A palavra fanático vem do latim fanum: templo, lugar sagrado, santuário, e se referia àquele que frequentava um destes locais, sem nenhuma outra conotação. A partir do século XVIII, esse termo passa a expressar o excesso de zelo que beira a obsessão e desencadeia atitudes extremistas. É a adesão cega a uma doutrina, a um sistema, a um partido político, em que o sentimento pesa mais que a razão, gerando intolerância, preconceito, irracionalidade, ou seja, o reverso do que é o diálogo.
A pessoa é levada a considerar que existe somente a sua verdade, confundindo as relações e se colocando como “dono desta verdade única”, como sendo a maneira correta de interpretar e de agir. Não leva em conta o pensamento e a fundamentação do outro, considerando como “inimigos” a serem combatidos todos os que possuam outra religião ou convicção política.
O fanático perde o sentido de suas capacidades críticas e vê, em um objeto, pessoa ou ideia – foco de sua opção – qualidades que não existem ou são superestimadas. Combate o “outro lado” com ódio, dispondo-se até mesmo a arriscar a própria vida e negando as evidências que são contrárias à sua causa.
Uma pessoa pode possuir personalidade com tendência a esta “entrega” sem maiores questionamentos ou a escolha da religião ou do partido político pode ocorrer de forma natural, baseada na tradição familiar mas, depois, se tornar uma participação fanática. Existem também os grupos que induzem seus membros ao fanatismo.
O fanatismo pode emergir da área pessoal e se transformar em fenômeno coletivo, atingindo uma dimensão social de larga proporção, conduzindo grupos ou até parte da população a atitudes impensáveis. Representa, no aspecto político, constante perigo à democracia, quando a massa humana é manipulada por organismos poderosos para lutar por ideais colocados por esses agentes.
O fanático acredita em tudo que é divulgado a favor do tema que defende, sem checar fonte, autoria ou veracidade. A aceitação das fakes news, sobretudo distribuídas em larga escala no WhatsApp, é um exemplo contundente. As mensagens anônimas, sem qualquer credibilidade, sem pesquisa sobre a fundamentação, são repassadas como verdadeiras.
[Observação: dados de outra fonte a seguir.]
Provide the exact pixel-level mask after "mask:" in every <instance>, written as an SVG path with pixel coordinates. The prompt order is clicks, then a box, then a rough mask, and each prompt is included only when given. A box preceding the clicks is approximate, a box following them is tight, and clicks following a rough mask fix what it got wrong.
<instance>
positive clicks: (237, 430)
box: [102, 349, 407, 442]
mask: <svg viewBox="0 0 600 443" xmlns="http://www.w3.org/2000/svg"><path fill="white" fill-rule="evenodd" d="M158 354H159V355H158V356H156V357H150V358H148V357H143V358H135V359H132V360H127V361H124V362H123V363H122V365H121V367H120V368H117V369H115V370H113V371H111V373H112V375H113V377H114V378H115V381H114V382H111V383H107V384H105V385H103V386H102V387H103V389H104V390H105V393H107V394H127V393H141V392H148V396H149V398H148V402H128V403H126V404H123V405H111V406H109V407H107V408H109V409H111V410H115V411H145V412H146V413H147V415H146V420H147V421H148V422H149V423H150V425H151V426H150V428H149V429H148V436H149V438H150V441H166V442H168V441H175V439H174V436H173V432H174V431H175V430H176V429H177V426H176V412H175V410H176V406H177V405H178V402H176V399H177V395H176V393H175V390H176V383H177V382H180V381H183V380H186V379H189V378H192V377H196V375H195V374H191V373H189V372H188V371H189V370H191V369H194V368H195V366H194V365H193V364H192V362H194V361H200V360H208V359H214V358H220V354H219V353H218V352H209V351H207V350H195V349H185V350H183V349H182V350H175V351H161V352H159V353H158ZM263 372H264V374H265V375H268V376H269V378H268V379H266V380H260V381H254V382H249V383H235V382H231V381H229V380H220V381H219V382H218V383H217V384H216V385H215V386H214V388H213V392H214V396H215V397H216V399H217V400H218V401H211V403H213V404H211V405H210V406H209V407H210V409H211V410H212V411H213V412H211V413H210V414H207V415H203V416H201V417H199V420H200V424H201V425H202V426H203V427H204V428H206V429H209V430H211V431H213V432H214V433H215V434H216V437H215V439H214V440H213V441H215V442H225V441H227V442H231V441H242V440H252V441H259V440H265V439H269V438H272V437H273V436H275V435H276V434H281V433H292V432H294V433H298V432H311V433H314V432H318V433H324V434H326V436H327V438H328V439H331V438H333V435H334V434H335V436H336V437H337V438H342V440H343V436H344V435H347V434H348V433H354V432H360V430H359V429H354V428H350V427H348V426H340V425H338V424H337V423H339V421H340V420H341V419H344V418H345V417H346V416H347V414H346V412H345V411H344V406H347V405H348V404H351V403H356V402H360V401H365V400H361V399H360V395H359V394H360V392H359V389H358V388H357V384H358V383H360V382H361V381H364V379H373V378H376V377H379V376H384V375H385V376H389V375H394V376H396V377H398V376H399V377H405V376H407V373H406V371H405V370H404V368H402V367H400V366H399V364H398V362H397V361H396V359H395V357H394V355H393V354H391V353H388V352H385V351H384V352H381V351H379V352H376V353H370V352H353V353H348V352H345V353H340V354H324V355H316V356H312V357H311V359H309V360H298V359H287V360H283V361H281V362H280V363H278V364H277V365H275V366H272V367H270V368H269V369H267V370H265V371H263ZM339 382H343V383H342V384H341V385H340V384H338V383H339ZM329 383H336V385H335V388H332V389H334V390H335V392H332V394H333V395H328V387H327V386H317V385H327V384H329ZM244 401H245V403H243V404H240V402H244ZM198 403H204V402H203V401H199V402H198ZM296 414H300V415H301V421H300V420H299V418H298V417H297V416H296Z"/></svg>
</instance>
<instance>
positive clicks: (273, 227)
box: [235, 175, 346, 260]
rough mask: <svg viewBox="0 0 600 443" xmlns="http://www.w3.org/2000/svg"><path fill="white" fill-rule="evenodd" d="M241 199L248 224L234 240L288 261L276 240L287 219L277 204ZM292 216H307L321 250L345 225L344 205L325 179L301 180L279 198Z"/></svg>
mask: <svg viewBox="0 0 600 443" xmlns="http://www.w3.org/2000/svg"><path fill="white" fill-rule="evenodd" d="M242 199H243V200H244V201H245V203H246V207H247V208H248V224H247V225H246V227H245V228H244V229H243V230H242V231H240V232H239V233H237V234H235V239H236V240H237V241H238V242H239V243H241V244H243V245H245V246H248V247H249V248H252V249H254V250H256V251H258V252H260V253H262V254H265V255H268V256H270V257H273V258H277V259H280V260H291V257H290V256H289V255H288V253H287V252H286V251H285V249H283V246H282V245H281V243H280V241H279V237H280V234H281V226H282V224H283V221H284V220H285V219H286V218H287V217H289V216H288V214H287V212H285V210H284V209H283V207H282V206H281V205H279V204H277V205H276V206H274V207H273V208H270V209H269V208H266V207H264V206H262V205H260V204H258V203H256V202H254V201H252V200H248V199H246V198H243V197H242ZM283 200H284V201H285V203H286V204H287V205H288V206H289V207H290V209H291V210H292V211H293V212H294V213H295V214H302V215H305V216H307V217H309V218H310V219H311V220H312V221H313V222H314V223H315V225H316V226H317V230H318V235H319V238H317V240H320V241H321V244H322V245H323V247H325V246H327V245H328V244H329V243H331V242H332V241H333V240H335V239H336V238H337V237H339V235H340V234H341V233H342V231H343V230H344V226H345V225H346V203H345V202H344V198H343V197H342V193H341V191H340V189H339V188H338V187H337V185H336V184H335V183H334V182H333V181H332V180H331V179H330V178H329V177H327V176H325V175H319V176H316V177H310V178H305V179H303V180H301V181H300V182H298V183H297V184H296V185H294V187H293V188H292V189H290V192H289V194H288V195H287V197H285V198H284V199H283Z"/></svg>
O fanático tem total desprezo e desconsideração pela opinião alheia contrária à sua crença e ou posição, o que traz em relevo um aspecto crucial e fundamental: o diálogo ou a falta do diálogo, pois não há disposição para ouvir o outro em seus argumentos.
Na área política com elementos religiosos, os líderes são considerados escolhidos e enviados por Deus, e isso pontecializa de forma exponencial o fanatismo e leva a tomar decisões de forma irracional, com adesão passional, impedindo o diálogo e criando uma ruptura aparentemente insuperável.
Na realidade, em nenhuma situação, a verdade, ainda que parcial, está na posse de alguém ou de um grupo, pois esta possui muitas facetas e é muito mais complexa do que possamos imaginar ou alcançar num debate caloroso e apaixonado.
De outro lado, deixar de abordar assuntos polêmicos, para manter uma aparente situação de harmonia, é omissão grave, pois podemos ignorar questões de urgência e importância para a sociedade.
É possível e salutar dialogar sobre ideias, possibilitando a coexistência harmônica entre pessoas que tenham pensamentos diferentes; com isso se evita discutir sobre as paixões, o que, na maioria das vezes, leva a resultados destrutivos e desagregadores.
Ouvir com atenção, aprender com o outro, agir com humildade e grandeza, colocando-se no lugar do outro, até conseguir pensar, analisar e interpretar um tema, levando em conta os sentimentos e as experiências do interlocutor.
Indispensável manter a pluralidade de opiniões, de pontos de vista, de opções, de escolhas, e isso se consegue tendo como base o diálogo entre as muitas tendências e posições pessoais e de grupos. Assim, é possível contribuir com a construção de uma sociedade participativa, plural, democrática e justa.
Luiz Antonio Araujo Pierre é membro do Movimento dos Focolares, advogado e professor.